Outra reação à lei que entrará em vigor no início de 2026 é a prática de algumas empresas de distribuir suas reservas de lucro ainda em 2025, sobretudo quando têm dinheiro parado sem uso definido. Outras pagam dividendos agora e depois captam recursos para repor o caixa ou transformam esses valores em dívidas com os próprios sócios.
Beneficiários de dividendos no exterior
Nesta quarta-feira (2), a CAE (Comissão de Assuntos Econômicos) do Senado aprovou o Projeto de Lei 5.473/2025, que amplia o prazo para as empresas distribuírem lucros sem pagar imposto de renda. Pela proposta, os lucros referentes a 2025 poderão ser distribuídos até 30 de abril de 2026 com isenção, e não até o dia 31 deste mês.
Se o novo texto passar, as companhias ganham mais quatro meses para decidir o uso dos lucros do ano. Porém, isso ainda depende de nova análise pela Câmara dos Deputados, para onde o texto foi enviado, e de sanção presidencial.
Independentemente do resultado, a conta pode sair bem amarga. Segundo estudos do Itaú Unibanco, a mudança na regra pode desempenhar um papel importante na deterioração do câmbio no curto prazo.

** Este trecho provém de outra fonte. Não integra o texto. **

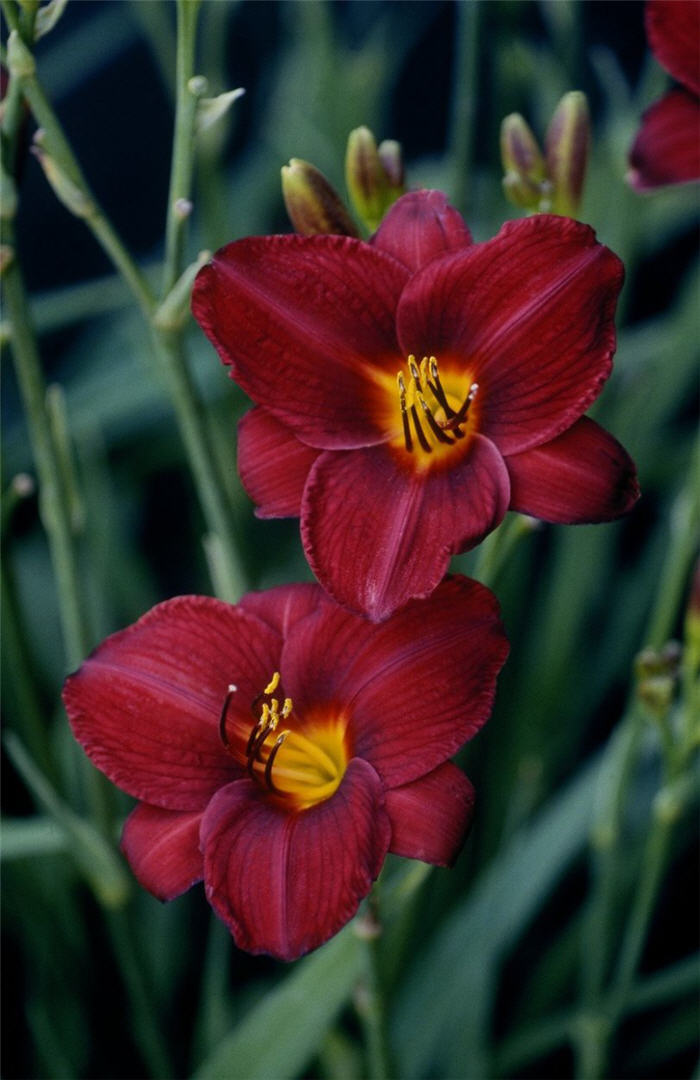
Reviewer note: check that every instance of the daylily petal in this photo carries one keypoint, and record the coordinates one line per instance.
(284, 605)
(667, 149)
(284, 882)
(415, 688)
(673, 30)
(146, 703)
(273, 464)
(530, 315)
(163, 849)
(376, 534)
(420, 226)
(430, 818)
(300, 320)
(582, 476)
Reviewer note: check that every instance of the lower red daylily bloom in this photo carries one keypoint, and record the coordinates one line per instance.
(412, 389)
(667, 149)
(282, 746)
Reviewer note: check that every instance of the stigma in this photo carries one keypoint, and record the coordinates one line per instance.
(427, 415)
(303, 767)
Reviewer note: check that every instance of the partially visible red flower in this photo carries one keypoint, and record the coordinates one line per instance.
(667, 149)
(411, 389)
(282, 746)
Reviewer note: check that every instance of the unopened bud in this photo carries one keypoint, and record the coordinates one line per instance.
(567, 144)
(520, 150)
(211, 109)
(48, 16)
(65, 188)
(21, 63)
(312, 203)
(198, 85)
(371, 185)
(526, 193)
(391, 158)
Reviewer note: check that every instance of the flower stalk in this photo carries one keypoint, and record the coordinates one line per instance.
(65, 174)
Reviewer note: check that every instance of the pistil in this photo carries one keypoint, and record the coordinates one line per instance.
(423, 378)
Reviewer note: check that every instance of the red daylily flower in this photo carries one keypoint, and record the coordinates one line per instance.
(412, 389)
(667, 149)
(282, 746)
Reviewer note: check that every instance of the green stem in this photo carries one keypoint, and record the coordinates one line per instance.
(683, 547)
(465, 96)
(167, 345)
(198, 444)
(371, 1009)
(183, 161)
(54, 499)
(144, 1014)
(56, 145)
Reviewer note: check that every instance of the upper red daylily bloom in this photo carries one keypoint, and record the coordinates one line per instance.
(283, 745)
(411, 389)
(667, 149)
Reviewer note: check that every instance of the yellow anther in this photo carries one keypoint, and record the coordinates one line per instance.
(272, 685)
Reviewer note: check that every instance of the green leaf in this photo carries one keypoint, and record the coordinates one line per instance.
(443, 1012)
(281, 1035)
(102, 867)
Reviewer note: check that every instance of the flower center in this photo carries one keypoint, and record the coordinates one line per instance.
(430, 417)
(304, 764)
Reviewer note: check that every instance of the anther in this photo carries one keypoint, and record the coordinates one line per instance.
(404, 416)
(223, 718)
(273, 684)
(460, 416)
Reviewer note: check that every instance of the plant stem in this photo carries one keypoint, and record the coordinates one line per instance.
(371, 1010)
(53, 498)
(167, 343)
(461, 122)
(183, 161)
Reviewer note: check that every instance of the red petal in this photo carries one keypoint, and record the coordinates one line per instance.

Isso porque a expectativa é de que investidores ampliem o envio de remessas maiores de lucros e dividendos para o exterior no fim do ano para algo ao redor de US$ 25 bilhões (R$ 132,75 bilhões) e US$ 35 bilhões (R$ 185,85 bilhões), uma tentativa de se antecipar e reduzir o impacto da taxação que se inicia em 2026. Para comparação, a média histórica de remessas gira ao redor de US$ 15 bilhões.